Lesson 17: Enduring the pain of ている and てある

This brings us to ている and てある, which use いる/ある as auxiliary verbs. ている indicates an enduring action/state. For most verbs, this means progressive or continuous (enduring action), but for others, it means the complete state of the action remains (enduring state). The second kind of verb is usually "intransitive", meaning that they cannot normally accept a direct object, like 死ぬ "die".

食べている I'm eating. (enduring action)

死んでいる He's dead. (enduring state)

The い in ている can be dropped. This is normal but not formal.

食べてる I'm eating.

てある is about something being in an enduring state resulting from an action. It's important to remember that てある expresses a state, not an action.

ケーキ作ってあるよ The cake's done! (Someone has made the cake.)

てある takes the direct object and treats it as a subject. This means that the verb's normal "logical object" is usually marked with が or は or unmarked, like the cake in the example above. But because japanese is linguistically weird, sometimes を is used, too. You can think of using を here like taking the entire phrase " <thing>を作る" and conjugating that phrase with てある.

Finally, it expresses a state, not an action, so てある is not "the passive". Japanese has a real passive that we'll cover soon.

Normally, intransitive verbs plus ている act alike transitive verbs plus てある, aside from using the logical subject instead of the logical object. This is what "enduring state" means for ている.
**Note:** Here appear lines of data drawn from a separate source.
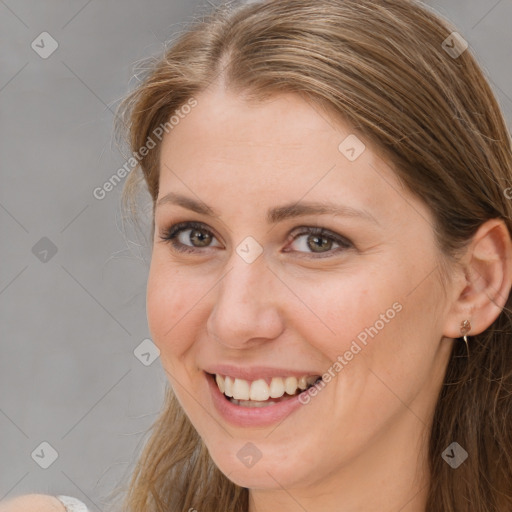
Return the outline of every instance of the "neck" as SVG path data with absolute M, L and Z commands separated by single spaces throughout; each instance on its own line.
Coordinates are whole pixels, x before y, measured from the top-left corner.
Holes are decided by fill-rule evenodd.
M 401 425 L 328 478 L 309 486 L 249 491 L 249 512 L 424 512 L 428 493 L 426 425 L 408 410 Z M 318 461 L 321 463 L 321 461 Z

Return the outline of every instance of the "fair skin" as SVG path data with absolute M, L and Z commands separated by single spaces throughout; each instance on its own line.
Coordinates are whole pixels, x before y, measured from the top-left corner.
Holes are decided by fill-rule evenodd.
M 348 125 L 291 94 L 250 105 L 215 87 L 197 101 L 164 137 L 158 199 L 179 194 L 217 216 L 156 207 L 147 288 L 150 331 L 180 403 L 220 470 L 250 488 L 250 512 L 423 510 L 426 439 L 452 338 L 467 318 L 482 332 L 510 290 L 503 223 L 481 227 L 443 288 L 430 211 L 367 141 L 355 161 L 341 154 Z M 306 202 L 367 215 L 267 222 L 269 209 Z M 193 252 L 180 252 L 161 237 L 187 221 L 209 242 L 185 228 L 175 242 Z M 318 253 L 301 226 L 351 243 L 321 239 L 328 250 Z M 248 236 L 263 249 L 252 263 L 236 252 Z M 214 407 L 209 364 L 321 375 L 396 303 L 364 350 L 279 424 L 240 427 Z M 262 454 L 251 467 L 237 457 L 248 442 Z
M 506 227 L 484 223 L 443 286 L 430 211 L 368 141 L 352 162 L 338 150 L 348 125 L 291 94 L 249 105 L 212 87 L 197 101 L 164 137 L 158 199 L 180 194 L 218 215 L 157 206 L 147 287 L 152 339 L 180 403 L 220 470 L 250 489 L 249 512 L 424 511 L 427 436 L 453 338 L 465 319 L 469 336 L 485 330 L 510 292 Z M 309 202 L 366 215 L 267 222 L 271 208 Z M 193 252 L 161 239 L 186 221 L 208 241 L 181 231 L 175 242 Z M 305 234 L 312 226 L 328 231 Z M 248 236 L 263 248 L 252 263 L 236 252 Z M 214 407 L 209 365 L 322 375 L 394 304 L 281 422 L 240 427 Z M 251 467 L 237 456 L 246 443 L 261 454 Z

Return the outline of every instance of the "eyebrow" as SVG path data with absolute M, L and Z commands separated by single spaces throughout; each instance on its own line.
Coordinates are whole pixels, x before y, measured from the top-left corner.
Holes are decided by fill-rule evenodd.
M 169 192 L 161 197 L 156 207 L 164 204 L 175 204 L 191 210 L 193 212 L 210 215 L 212 217 L 220 217 L 220 215 L 210 206 L 202 201 L 197 201 L 191 197 L 183 196 L 175 192 Z M 366 210 L 358 210 L 351 206 L 338 205 L 331 202 L 305 202 L 299 201 L 295 203 L 285 204 L 283 206 L 276 206 L 270 208 L 267 212 L 267 222 L 269 224 L 276 224 L 286 219 L 300 217 L 304 215 L 339 215 L 342 217 L 359 217 L 379 224 L 377 219 Z

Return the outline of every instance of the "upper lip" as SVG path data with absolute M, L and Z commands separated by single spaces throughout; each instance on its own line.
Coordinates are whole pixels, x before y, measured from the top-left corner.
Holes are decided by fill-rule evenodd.
M 235 379 L 255 381 L 258 379 L 271 379 L 272 377 L 310 377 L 321 376 L 321 373 L 310 370 L 291 370 L 289 368 L 275 368 L 269 366 L 233 366 L 229 364 L 211 365 L 203 368 L 207 373 L 215 375 L 229 375 Z

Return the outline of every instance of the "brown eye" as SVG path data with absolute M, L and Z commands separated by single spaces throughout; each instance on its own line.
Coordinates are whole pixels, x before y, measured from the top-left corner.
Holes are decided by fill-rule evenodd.
M 331 256 L 340 251 L 354 247 L 347 238 L 332 233 L 324 228 L 303 227 L 296 235 L 291 235 L 292 252 Z M 286 250 L 285 252 L 290 252 Z
M 213 233 L 198 222 L 175 224 L 164 230 L 160 239 L 179 252 L 197 252 L 202 248 L 222 247 Z
M 189 233 L 188 236 L 186 233 Z M 199 229 L 185 229 L 178 235 L 178 240 L 185 245 L 193 245 L 194 247 L 208 247 L 210 245 L 213 237 L 206 230 Z M 190 241 L 190 244 L 187 244 L 186 241 Z

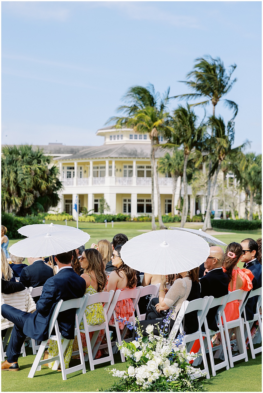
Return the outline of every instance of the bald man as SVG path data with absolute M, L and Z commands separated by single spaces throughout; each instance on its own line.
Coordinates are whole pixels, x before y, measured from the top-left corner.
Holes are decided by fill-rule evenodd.
M 213 246 L 210 248 L 210 254 L 204 263 L 204 268 L 208 272 L 200 278 L 201 298 L 213 296 L 221 298 L 228 293 L 228 277 L 223 272 L 222 264 L 224 254 L 220 247 Z M 208 311 L 206 320 L 208 327 L 216 332 L 219 330 L 215 320 L 218 307 L 213 307 Z

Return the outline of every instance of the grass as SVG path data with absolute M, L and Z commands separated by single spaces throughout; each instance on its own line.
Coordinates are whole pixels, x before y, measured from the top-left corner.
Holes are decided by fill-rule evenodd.
M 52 371 L 43 366 L 40 371 L 37 371 L 35 376 L 28 378 L 28 373 L 35 358 L 32 349 L 26 348 L 27 356 L 22 355 L 18 359 L 20 371 L 16 373 L 2 373 L 2 391 L 97 391 L 99 389 L 107 389 L 118 378 L 109 373 L 105 367 L 112 368 L 109 362 L 95 366 L 91 371 L 88 362 L 86 363 L 86 373 L 76 371 L 68 376 L 66 381 L 63 381 L 61 373 Z M 252 359 L 250 351 L 248 352 L 248 361 L 240 360 L 235 362 L 234 368 L 228 370 L 223 369 L 217 372 L 215 376 L 204 379 L 203 383 L 207 391 L 231 392 L 261 391 L 261 356 L 256 355 Z M 127 363 L 121 362 L 119 353 L 114 355 L 115 365 L 119 370 L 126 369 Z M 70 366 L 79 364 L 79 360 L 72 360 Z M 202 368 L 202 365 L 200 366 Z

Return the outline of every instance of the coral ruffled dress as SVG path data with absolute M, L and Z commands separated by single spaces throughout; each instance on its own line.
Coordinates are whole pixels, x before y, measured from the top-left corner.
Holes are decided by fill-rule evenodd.
M 120 289 L 121 291 L 124 291 L 125 289 L 129 289 L 129 288 L 116 288 L 116 290 L 119 289 Z M 117 301 L 114 309 L 116 312 L 117 318 L 119 318 L 119 315 L 120 316 L 121 318 L 124 318 L 125 317 L 126 317 L 126 319 L 128 321 L 130 317 L 132 316 L 134 312 L 134 307 L 132 301 L 131 299 L 125 299 L 123 300 L 120 300 Z M 112 325 L 115 324 L 114 317 L 113 315 L 109 324 Z M 124 322 L 119 322 L 119 327 L 120 329 L 124 329 L 125 326 Z
M 223 271 L 225 272 L 226 269 L 223 267 Z M 233 289 L 231 290 L 230 283 L 228 285 L 228 290 L 232 292 L 235 290 L 238 274 L 243 283 L 242 288 L 240 289 L 243 289 L 244 291 L 250 291 L 253 288 L 252 280 L 254 278 L 252 272 L 248 269 L 239 269 L 239 268 L 237 268 L 237 269 L 233 269 L 232 272 L 232 278 L 234 281 Z M 227 322 L 237 319 L 239 316 L 239 302 L 238 300 L 234 300 L 226 304 L 224 309 L 224 313 Z

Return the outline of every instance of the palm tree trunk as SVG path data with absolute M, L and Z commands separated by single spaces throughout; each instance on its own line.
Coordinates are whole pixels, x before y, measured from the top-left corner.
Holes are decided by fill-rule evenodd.
M 157 192 L 157 196 L 158 197 L 158 221 L 159 221 L 159 225 L 160 229 L 167 229 L 162 222 L 162 208 L 161 206 L 161 196 L 160 195 L 160 190 L 159 189 L 159 184 L 158 184 L 158 176 L 157 176 L 157 171 L 155 165 L 155 157 L 154 155 L 154 148 L 153 148 L 153 154 L 152 156 L 152 161 L 153 163 L 153 173 L 154 174 L 155 183 L 156 184 L 156 189 Z
M 224 185 L 225 181 L 226 180 L 226 173 L 224 172 L 223 174 L 223 186 L 222 188 L 222 194 L 223 196 L 223 220 L 226 219 L 226 197 L 225 195 Z
M 153 147 L 153 140 L 152 139 L 151 139 L 151 162 L 152 167 L 153 168 L 153 165 L 155 165 L 155 160 Z M 156 230 L 156 224 L 155 224 L 155 218 L 154 217 L 154 202 L 153 199 L 154 190 L 153 171 L 152 171 L 151 172 L 151 177 L 152 179 L 152 193 L 151 196 L 152 205 L 152 231 L 155 231 Z
M 180 226 L 181 228 L 184 228 L 184 226 L 186 222 L 187 213 L 188 213 L 188 208 L 187 208 L 187 208 L 188 208 L 188 203 L 186 203 L 187 202 L 188 202 L 188 200 L 187 201 L 186 201 L 186 200 L 188 199 L 188 195 L 187 194 L 187 178 L 186 177 L 186 168 L 187 167 L 187 163 L 188 162 L 189 154 L 186 154 L 186 153 L 184 153 L 184 156 L 183 181 L 184 183 L 184 195 L 183 209 L 182 212 L 182 217 L 181 218 L 181 225 Z
M 203 228 L 202 228 L 202 231 L 206 231 L 207 229 L 212 229 L 212 226 L 211 224 L 211 217 L 210 217 L 210 206 L 211 204 L 211 202 L 212 201 L 212 198 L 213 198 L 213 195 L 215 192 L 215 189 L 217 180 L 217 176 L 218 175 L 218 173 L 219 173 L 220 167 L 221 167 L 221 162 L 219 161 L 216 172 L 215 174 L 215 178 L 214 179 L 214 181 L 213 183 L 213 185 L 212 187 L 212 189 L 210 190 L 210 195 L 209 195 L 209 198 L 208 198 L 208 201 L 207 204 L 206 213 L 206 217 L 204 219 L 204 225 L 203 225 Z M 209 226 L 208 222 L 208 217 L 210 219 L 210 226 Z
M 249 217 L 248 220 L 252 221 L 253 220 L 253 202 L 254 199 L 254 193 L 251 190 L 250 192 L 250 210 L 249 211 Z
ている only shows up for い-adjectives when the い-adjective is the end of a verb phrase, like 食べないでいる. This is the て "form" of the verb phrase 食べない. You can't do this with い-adjectives on their own.

Something like なくている is nonsensical because the くて form of い-adjectives is always a conjunction, never a way to string words together. Remember not to confuse the words "conjugation" and "conjunction".